Wednesday, June 22, 2011

A Mess of Shadows

Novelist John Connelly on The Chill:

Originally entitled "A Mess of Shadows," from a line in the W.B. Yeats poem, "Among School Children", The Chill takes some of its structure and imagery from Coleridge's "The Rime of the Ancient Mariner": a sad story told by a character seeking release and deliverance; a mist-shrouded environment; and the death of a bird, in this case a pigeon rather than an albatross.

Like all of [Ross] Macdonald's work, this is a novel obsessed with the impact of the past upon the present. As Archer tells Mrs. Hoffman, "History is always connected to the present." Again and again, we are reminded of the resonance of old acts. Dr. Godwin's voice is "like the whispering ghost of the past". In Alice's house, Archer thinks that he looks like "a ghost from the present haunting a bloody moment in the past". And, in a wonderful image, Archer describes the questions raised by Mrs. Delaney as sticking "in my mind like fishhooks which trailed their broken lines into the past".

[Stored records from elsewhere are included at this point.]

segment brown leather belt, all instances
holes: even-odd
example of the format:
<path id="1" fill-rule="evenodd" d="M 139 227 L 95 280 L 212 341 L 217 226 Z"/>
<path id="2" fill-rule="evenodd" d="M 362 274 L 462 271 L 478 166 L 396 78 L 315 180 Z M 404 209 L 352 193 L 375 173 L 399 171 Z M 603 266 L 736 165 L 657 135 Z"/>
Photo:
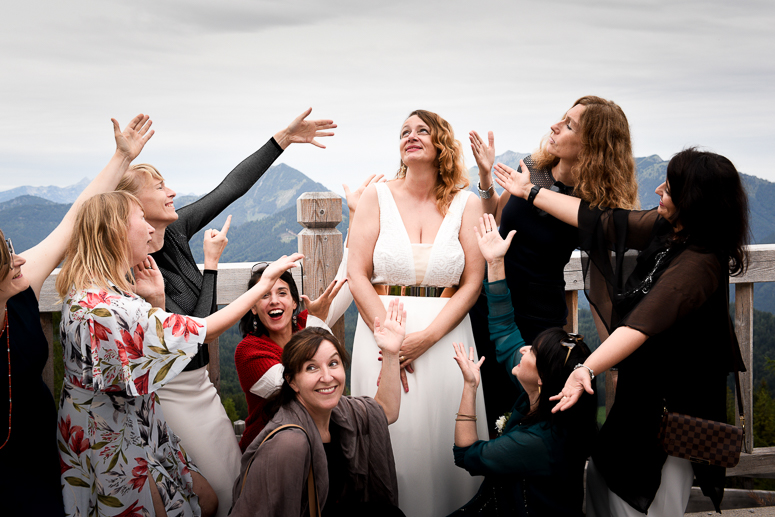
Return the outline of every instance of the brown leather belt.
<path id="1" fill-rule="evenodd" d="M 374 290 L 381 296 L 416 296 L 420 298 L 452 298 L 457 287 L 435 287 L 430 285 L 386 285 L 375 284 Z"/>

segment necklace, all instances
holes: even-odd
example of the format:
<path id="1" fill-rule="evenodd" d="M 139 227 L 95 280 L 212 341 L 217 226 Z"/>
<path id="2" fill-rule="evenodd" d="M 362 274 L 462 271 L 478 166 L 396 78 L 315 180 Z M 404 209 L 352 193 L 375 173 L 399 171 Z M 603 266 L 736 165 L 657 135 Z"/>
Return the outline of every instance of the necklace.
<path id="1" fill-rule="evenodd" d="M 8 436 L 5 437 L 3 445 L 5 447 L 8 440 L 11 439 L 11 410 L 13 409 L 13 399 L 11 398 L 11 335 L 8 333 L 8 306 L 5 307 L 5 343 L 8 348 Z"/>

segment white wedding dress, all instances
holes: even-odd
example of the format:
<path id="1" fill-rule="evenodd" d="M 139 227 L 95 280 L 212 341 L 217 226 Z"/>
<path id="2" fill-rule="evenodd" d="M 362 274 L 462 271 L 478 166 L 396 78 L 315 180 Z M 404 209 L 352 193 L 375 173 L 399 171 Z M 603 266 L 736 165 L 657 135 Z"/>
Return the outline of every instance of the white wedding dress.
<path id="1" fill-rule="evenodd" d="M 374 247 L 372 284 L 452 287 L 460 282 L 465 255 L 460 245 L 460 223 L 468 191 L 457 194 L 429 247 L 412 244 L 388 186 L 377 183 L 380 233 Z M 408 215 L 408 214 L 407 214 Z M 425 250 L 420 248 L 425 247 Z M 415 257 L 425 255 L 424 260 Z M 422 271 L 424 267 L 424 272 Z M 422 277 L 418 281 L 418 276 Z M 393 296 L 380 296 L 387 308 Z M 406 333 L 428 327 L 444 310 L 449 298 L 401 297 L 406 309 Z M 455 414 L 460 407 L 463 375 L 454 358 L 452 343 L 474 345 L 471 320 L 460 324 L 414 361 L 407 374 L 409 392 L 401 390 L 401 411 L 390 426 L 390 439 L 398 474 L 399 507 L 407 517 L 444 516 L 467 503 L 483 478 L 472 477 L 455 466 L 452 456 Z M 352 357 L 353 395 L 373 397 L 381 363 L 379 348 L 361 317 L 355 331 Z M 493 358 L 494 359 L 494 358 Z M 481 386 L 476 395 L 477 432 L 487 438 Z"/>

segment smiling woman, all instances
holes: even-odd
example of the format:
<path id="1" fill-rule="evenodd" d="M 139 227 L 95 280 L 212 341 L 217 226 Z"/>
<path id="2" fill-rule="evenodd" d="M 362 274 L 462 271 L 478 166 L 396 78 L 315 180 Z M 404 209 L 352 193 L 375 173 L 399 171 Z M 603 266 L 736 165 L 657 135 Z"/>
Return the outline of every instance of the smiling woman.
<path id="1" fill-rule="evenodd" d="M 115 188 L 121 175 L 153 136 L 147 115 L 121 131 L 113 120 L 116 152 L 84 189 L 62 222 L 37 246 L 17 254 L 0 231 L 0 500 L 8 515 L 64 515 L 60 468 L 54 442 L 56 413 L 41 373 L 48 343 L 40 326 L 38 298 L 43 282 L 64 257 L 75 216 L 86 199 Z M 7 386 L 6 386 L 7 380 Z M 8 425 L 5 425 L 5 415 Z M 75 447 L 83 434 L 68 436 Z"/>
<path id="2" fill-rule="evenodd" d="M 104 516 L 215 514 L 218 497 L 168 427 L 156 391 L 302 258 L 278 260 L 227 307 L 194 318 L 159 308 L 164 283 L 148 256 L 153 233 L 131 194 L 94 196 L 79 210 L 57 277 L 65 363 L 57 445 L 70 515 L 98 506 Z"/>
<path id="3" fill-rule="evenodd" d="M 332 136 L 332 120 L 307 120 L 312 108 L 278 131 L 258 151 L 237 165 L 211 192 L 175 210 L 175 191 L 153 166 L 132 167 L 119 190 L 137 196 L 148 222 L 156 229 L 151 251 L 164 278 L 166 309 L 188 316 L 206 317 L 217 310 L 218 261 L 228 239 L 230 219 L 222 230 L 206 230 L 204 271 L 200 271 L 189 241 L 200 230 L 248 192 L 280 154 L 293 143 L 325 148 L 317 139 Z M 202 472 L 212 480 L 221 500 L 219 517 L 231 501 L 231 485 L 239 469 L 240 450 L 221 399 L 210 381 L 209 345 L 202 343 L 181 375 L 159 390 L 170 426 L 180 436 Z"/>
<path id="4" fill-rule="evenodd" d="M 343 396 L 350 357 L 330 332 L 294 334 L 282 351 L 282 386 L 267 405 L 270 421 L 242 457 L 230 515 L 301 517 L 321 508 L 324 516 L 403 515 L 388 425 L 401 404 L 405 321 L 393 300 L 384 322 L 374 322 L 383 356 L 374 398 Z"/>

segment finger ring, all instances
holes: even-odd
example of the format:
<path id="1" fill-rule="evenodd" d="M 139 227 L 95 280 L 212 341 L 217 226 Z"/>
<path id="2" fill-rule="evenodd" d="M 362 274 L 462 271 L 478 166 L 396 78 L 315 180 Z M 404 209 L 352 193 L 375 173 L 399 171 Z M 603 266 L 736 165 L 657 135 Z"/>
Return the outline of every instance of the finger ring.
<path id="1" fill-rule="evenodd" d="M 406 359 L 405 355 L 398 356 L 399 361 L 404 362 L 404 359 Z"/>

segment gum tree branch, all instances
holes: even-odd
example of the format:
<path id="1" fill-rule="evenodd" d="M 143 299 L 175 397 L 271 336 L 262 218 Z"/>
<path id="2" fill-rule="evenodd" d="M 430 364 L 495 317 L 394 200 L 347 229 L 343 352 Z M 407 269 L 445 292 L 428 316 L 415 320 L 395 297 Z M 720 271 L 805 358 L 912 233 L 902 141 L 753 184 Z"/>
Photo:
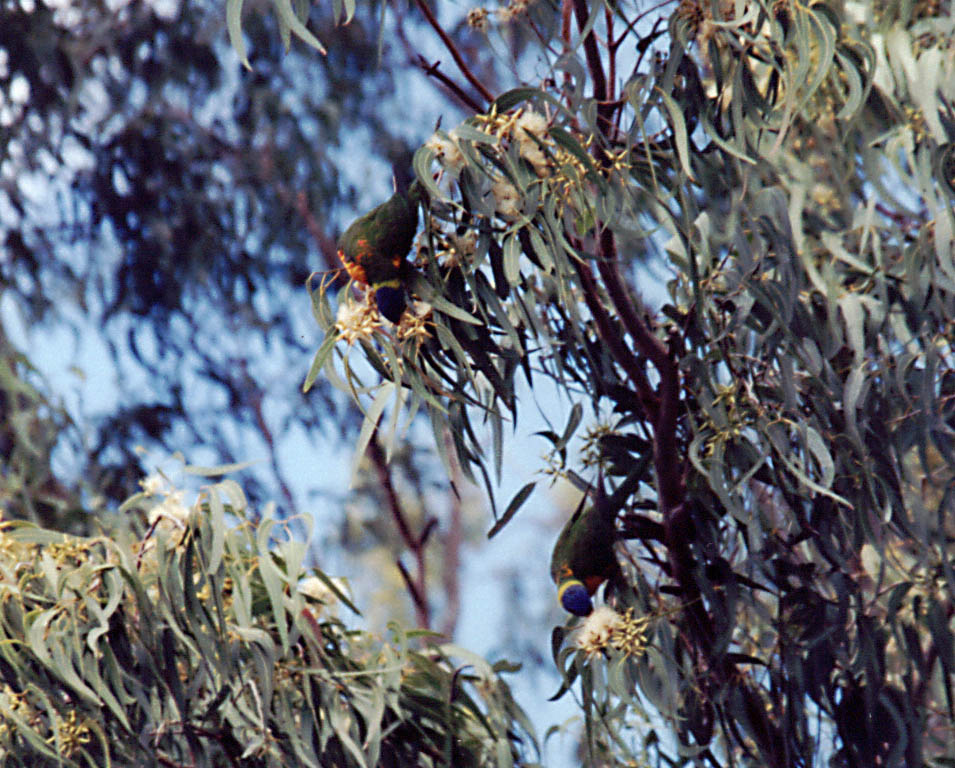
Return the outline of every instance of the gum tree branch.
<path id="1" fill-rule="evenodd" d="M 660 507 L 664 514 L 683 500 L 683 462 L 678 455 L 676 423 L 680 405 L 680 374 L 670 351 L 653 333 L 646 315 L 638 314 L 630 293 L 620 276 L 617 246 L 613 232 L 604 227 L 597 241 L 597 270 L 620 322 L 634 346 L 656 368 L 660 375 L 658 398 L 660 407 L 654 419 L 654 466 L 660 484 Z"/>
<path id="2" fill-rule="evenodd" d="M 440 61 L 436 61 L 434 64 L 429 64 L 428 60 L 424 56 L 421 56 L 420 54 L 418 55 L 418 66 L 424 70 L 424 73 L 428 77 L 433 77 L 435 80 L 441 83 L 441 85 L 447 88 L 458 101 L 460 101 L 469 109 L 472 109 L 475 112 L 483 112 L 484 107 L 482 107 L 476 99 L 470 96 L 460 85 L 458 85 L 456 82 L 454 82 L 454 80 L 438 69 L 440 64 Z"/>
<path id="3" fill-rule="evenodd" d="M 461 74 L 464 75 L 465 79 L 474 86 L 475 90 L 481 94 L 485 101 L 488 103 L 494 101 L 494 96 L 491 95 L 491 92 L 477 75 L 471 71 L 471 68 L 467 65 L 458 47 L 454 44 L 454 41 L 448 33 L 444 31 L 444 27 L 438 22 L 425 0 L 415 0 L 415 5 L 418 7 L 418 10 L 424 14 L 424 17 L 428 20 L 431 28 L 438 34 L 438 37 L 441 38 L 441 42 L 444 43 L 444 47 L 448 49 L 448 53 L 451 54 L 451 58 L 454 59 L 454 63 L 458 65 L 458 69 L 461 70 Z M 480 109 L 478 111 L 483 112 L 484 110 Z"/>
<path id="4" fill-rule="evenodd" d="M 425 539 L 427 538 L 430 526 L 425 527 L 425 532 L 421 536 L 415 536 L 411 531 L 411 526 L 408 525 L 401 500 L 398 498 L 398 492 L 395 490 L 394 483 L 391 479 L 391 469 L 385 457 L 385 452 L 382 450 L 381 443 L 378 442 L 377 432 L 371 440 L 368 441 L 368 457 L 375 467 L 378 482 L 385 492 L 385 501 L 388 506 L 388 511 L 395 521 L 398 534 L 401 536 L 402 541 L 415 560 L 414 577 L 411 576 L 401 560 L 397 561 L 398 570 L 401 571 L 401 576 L 405 580 L 408 592 L 411 595 L 411 601 L 414 603 L 418 624 L 422 627 L 430 628 L 431 610 L 427 601 L 427 585 L 425 583 L 427 572 L 425 569 L 424 551 Z"/>
<path id="5" fill-rule="evenodd" d="M 588 9 L 586 0 L 574 0 L 574 13 L 581 31 L 586 28 Z M 593 96 L 597 101 L 598 129 L 604 139 L 610 138 L 613 126 L 613 112 L 616 106 L 610 101 L 610 90 L 597 36 L 593 28 L 584 37 L 584 53 L 587 67 L 593 80 Z M 598 145 L 594 146 L 597 162 L 607 169 L 609 159 Z M 645 317 L 641 317 L 634 306 L 623 278 L 620 276 L 617 258 L 617 246 L 613 232 L 602 222 L 597 223 L 597 270 L 603 281 L 610 302 L 620 316 L 620 322 L 633 339 L 637 350 L 653 364 L 660 375 L 660 409 L 654 419 L 654 465 L 660 488 L 660 507 L 664 516 L 682 502 L 682 462 L 674 462 L 677 456 L 676 420 L 679 414 L 680 377 L 666 345 L 651 330 Z M 590 292 L 585 288 L 585 294 Z M 610 339 L 605 339 L 608 343 Z"/>
<path id="6" fill-rule="evenodd" d="M 589 20 L 587 0 L 574 0 L 574 16 L 577 19 L 578 28 L 583 32 Z M 604 136 L 609 136 L 613 126 L 613 112 L 616 107 L 610 100 L 607 74 L 604 72 L 603 60 L 600 58 L 600 47 L 597 44 L 597 35 L 593 27 L 584 37 L 584 56 L 587 59 L 590 79 L 594 83 L 593 96 L 597 102 L 597 126 Z"/>
<path id="7" fill-rule="evenodd" d="M 574 16 L 577 18 L 577 27 L 581 32 L 587 27 L 590 11 L 587 0 L 574 0 Z M 603 61 L 600 58 L 600 49 L 597 46 L 597 35 L 593 27 L 584 37 L 584 55 L 587 57 L 587 69 L 594 81 L 594 98 L 598 102 L 607 100 L 607 75 L 604 73 Z"/>
<path id="8" fill-rule="evenodd" d="M 627 378 L 630 379 L 640 399 L 640 404 L 651 422 L 656 422 L 657 414 L 660 409 L 660 401 L 653 391 L 643 366 L 633 354 L 630 347 L 624 342 L 623 333 L 617 324 L 607 314 L 607 310 L 600 301 L 597 291 L 597 281 L 590 269 L 590 265 L 582 260 L 575 260 L 574 265 L 577 268 L 577 274 L 580 277 L 581 287 L 583 288 L 584 302 L 587 309 L 597 325 L 597 332 L 601 340 L 607 345 L 613 359 L 617 361 Z"/>
<path id="9" fill-rule="evenodd" d="M 613 10 L 609 5 L 604 6 L 604 24 L 607 26 L 607 101 L 613 101 L 617 88 L 617 49 L 613 41 Z"/>

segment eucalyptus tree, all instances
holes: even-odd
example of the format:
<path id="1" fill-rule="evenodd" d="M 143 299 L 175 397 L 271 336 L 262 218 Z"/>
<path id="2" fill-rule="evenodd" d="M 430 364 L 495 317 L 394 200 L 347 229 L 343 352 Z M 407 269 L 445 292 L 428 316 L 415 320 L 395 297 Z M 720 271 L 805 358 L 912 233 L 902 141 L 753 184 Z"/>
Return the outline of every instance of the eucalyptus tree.
<path id="1" fill-rule="evenodd" d="M 334 50 L 307 9 L 276 8 Z M 312 281 L 326 336 L 306 387 L 324 372 L 353 393 L 359 452 L 430 420 L 489 492 L 522 380 L 573 403 L 542 470 L 609 479 L 626 569 L 553 636 L 588 764 L 943 764 L 950 5 L 515 0 L 467 11 L 486 41 L 466 50 L 440 4 L 414 9 L 470 115 L 415 154 L 428 202 L 400 322 Z M 483 79 L 518 34 L 511 82 Z"/>

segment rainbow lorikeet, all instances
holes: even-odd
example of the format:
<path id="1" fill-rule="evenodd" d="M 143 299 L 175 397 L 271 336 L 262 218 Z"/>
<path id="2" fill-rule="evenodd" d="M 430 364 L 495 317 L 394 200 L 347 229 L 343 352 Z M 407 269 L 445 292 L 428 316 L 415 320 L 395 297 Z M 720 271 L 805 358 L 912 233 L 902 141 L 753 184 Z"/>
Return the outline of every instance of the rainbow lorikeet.
<path id="1" fill-rule="evenodd" d="M 608 579 L 620 581 L 622 574 L 614 542 L 617 540 L 616 513 L 604 493 L 602 480 L 594 502 L 585 507 L 581 500 L 554 544 L 550 575 L 557 585 L 557 599 L 570 613 L 587 616 L 594 606 L 590 598 Z"/>
<path id="2" fill-rule="evenodd" d="M 378 311 L 397 323 L 405 310 L 405 260 L 418 229 L 418 204 L 427 199 L 415 180 L 406 190 L 353 221 L 338 241 L 338 258 L 352 280 L 375 291 Z"/>

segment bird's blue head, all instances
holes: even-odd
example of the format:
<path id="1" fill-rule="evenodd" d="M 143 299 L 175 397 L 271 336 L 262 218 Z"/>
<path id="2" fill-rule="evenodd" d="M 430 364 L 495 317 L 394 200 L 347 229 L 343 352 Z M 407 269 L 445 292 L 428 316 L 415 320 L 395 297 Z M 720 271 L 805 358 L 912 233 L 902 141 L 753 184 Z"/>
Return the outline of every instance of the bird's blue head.
<path id="1" fill-rule="evenodd" d="M 375 291 L 375 303 L 378 305 L 378 312 L 397 325 L 402 312 L 405 311 L 405 289 L 400 283 L 379 286 Z"/>
<path id="2" fill-rule="evenodd" d="M 574 616 L 589 616 L 594 609 L 587 587 L 578 579 L 568 579 L 561 584 L 557 590 L 557 599 L 564 606 L 564 610 Z"/>

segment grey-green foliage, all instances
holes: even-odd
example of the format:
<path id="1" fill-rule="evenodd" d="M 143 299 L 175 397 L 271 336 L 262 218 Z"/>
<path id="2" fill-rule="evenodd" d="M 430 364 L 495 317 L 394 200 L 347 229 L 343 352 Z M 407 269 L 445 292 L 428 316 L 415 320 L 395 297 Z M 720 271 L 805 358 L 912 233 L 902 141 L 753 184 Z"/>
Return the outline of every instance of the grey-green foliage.
<path id="1" fill-rule="evenodd" d="M 411 291 L 430 307 L 388 329 L 316 291 L 328 335 L 308 382 L 344 372 L 372 421 L 394 404 L 393 435 L 402 406 L 425 408 L 438 450 L 450 430 L 489 484 L 519 376 L 593 406 L 584 458 L 629 488 L 618 607 L 653 619 L 639 657 L 555 636 L 594 764 L 644 746 L 711 765 L 941 760 L 951 5 L 683 0 L 636 60 L 653 43 L 640 6 L 569 7 L 578 26 L 541 49 L 546 87 L 498 96 L 416 156 L 432 200 Z M 669 275 L 655 314 L 634 280 L 648 255 Z M 575 409 L 543 433 L 558 469 L 580 423 Z M 646 702 L 669 742 L 632 720 Z"/>
<path id="2" fill-rule="evenodd" d="M 286 523 L 249 522 L 235 483 L 137 508 L 144 534 L 0 530 L 0 764 L 528 764 L 497 667 L 344 623 L 341 583 Z"/>

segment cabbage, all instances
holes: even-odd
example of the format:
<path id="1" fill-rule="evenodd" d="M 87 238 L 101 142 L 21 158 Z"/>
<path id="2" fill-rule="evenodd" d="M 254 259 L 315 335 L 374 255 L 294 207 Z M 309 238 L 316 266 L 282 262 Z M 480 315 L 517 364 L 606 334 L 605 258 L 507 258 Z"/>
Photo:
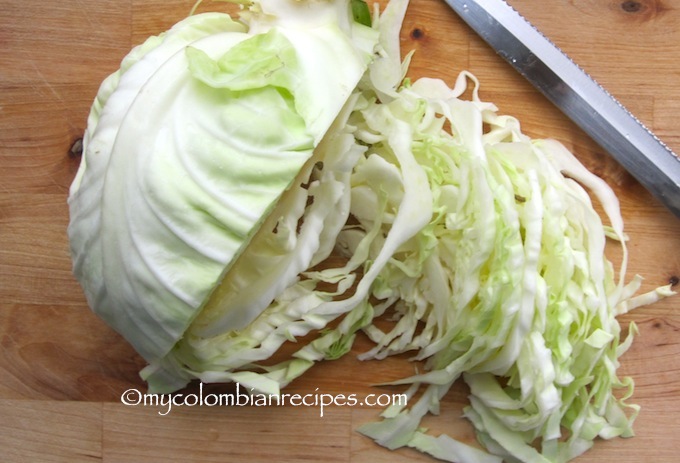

I would describe this book as a 'nearly perfect' crime novel, although this implies that Macdonald erred in some way in its creation. I don't think that's true. Its imperfections are deliberate, a testament to Macdonald's courage as a writer and his absolute refusal to fall back on sentimentality. While Alex Kincaid is another of Macdonald's troubled young men, tainted by the actions of an earlier generation, he is also something of a jerk, and it's difficult to feel a great deal of sympathy for him. By contrast, Macdonald kills off one of the book's most attractive characters disturbingly early, and in doing so accentuates the horror of the murderous figure that stalks the novel.

...

I chose this novel to start the Book Club on my website for a number of reasons. First of all, there's Macdonald's huge influence on me as a writer, and Archer's influence on the creation of [Connelly's detective hero] Charlie Parker. I would not be the novelist that I am without the influence of Macdonald.

But I also chose it because I think it is one of the great American mystery novels, worthy to stand alongside the best of Chandler, Hammett, Highsmith, or any other mystery writer that one cares to name, with a killer twist at the end almost unequalled in the genre. Others may argue for The Galton Case, or The Underground Man, or The Doomsters as the apogee of Macdonald's work. I think they're wrong. The Chill is the finest jewel in Macdonald's crown.
Of P.I. Lew Archer, Connelly says:
In many ways, the society that he inhabits is unworthy of Archer, although he never sees himself in those terms. He is not self-interested. Instead, his interest is directed at the lives of others in an attempt both to understand their actions and undo the harm that has been done to them by others. His innate goodness may explain some of the hostility that has been directed toward him by subsequent critics and writers who mistake cynicism for realism, and confuse sentimentality with genuine emotion.

5 comments:

Tulkinghorn said...

What a terrific f*cking appreciation of a wonderful book!

Almost makes me want to read Connelly's books, although I've read someplace that they are quite violent

David Chute said...

Plus it really is that good.

I've moved the Connelly I bought months ago to the top of the pile. The ones I read earlier were serial killer horror as much as or more than PI mystery -- and set in Maine, though he's Irish.

Tulkinghorn said...

For a while, in my twenties, when I was in the habit of making sweeping and unanswerable critical judgements based on no knowledge, I told everyone that The Chill was the best crime novel ever written.

Thank goodness I don't say things like that any more.

David Chute said...

There are too many vastly different sub-genres. How about The Best Hard-Boiled Private-Eye Novel?

Tulkinghorn said...

I think of the middle-aged Archer as too sweet and sad to be hard-boiled. But if I thought about it for a second, I'd probably say the same of Marlowe.